Saturday, January 27, 2007

Automobiles: Manufacture vs. Use

This life-cycle inventory of impacts due to the manufacturing and use stages of an automobile was published by Heather L. MacLean and Lester B. Lave of Carnegie Mellon University, in 1998. They based their analysis on a 1990 Ford Taurus, assuming a vehicle lifetime of approximately 14 years and a fuel efficiency of 21.8 mpg.
A car uses 1.2 million MJ of energy over it's lifetime, with 120,000 MJ (10%) in manufacturing and 1.08 million MJ (90%) in the use phase. Since a of gasoline has 131 MJ of energy, an automobile takes the energy equivalent of 916 gallons to manufacture.

Unlike cellphones or computers, most energy used in a cars life cycle is in the usage phase. It takes 19 times more energy to create a car than a PC and Monitor (which takes 6,400 MJ to manufacture) and 86 times more than a mobile phone (1,390 MJ).

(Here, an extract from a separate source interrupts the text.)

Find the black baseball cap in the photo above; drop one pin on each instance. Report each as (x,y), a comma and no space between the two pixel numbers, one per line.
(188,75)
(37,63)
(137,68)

With a lifetime of 14 years, the transportation service an automobile provides (10,000 miles) uses 86,000 MJ a year.

Though energy consumption is a fair approximation of overall environmental impact, the emissions of substances that are toxic to humans don't correlate very well to energy. Emissions of toxics tend to correlate more closely to direct human health impacts, rather than environmental impacts. MacLean and Lave report the toxic releases related to car manufacture and use, and these appear in Figure 2. Interestingly, any environmental or health impacts related to toxic releases will be split fairly evenly between manufacture and use, in contrast to energy, which is dominated by the use stage.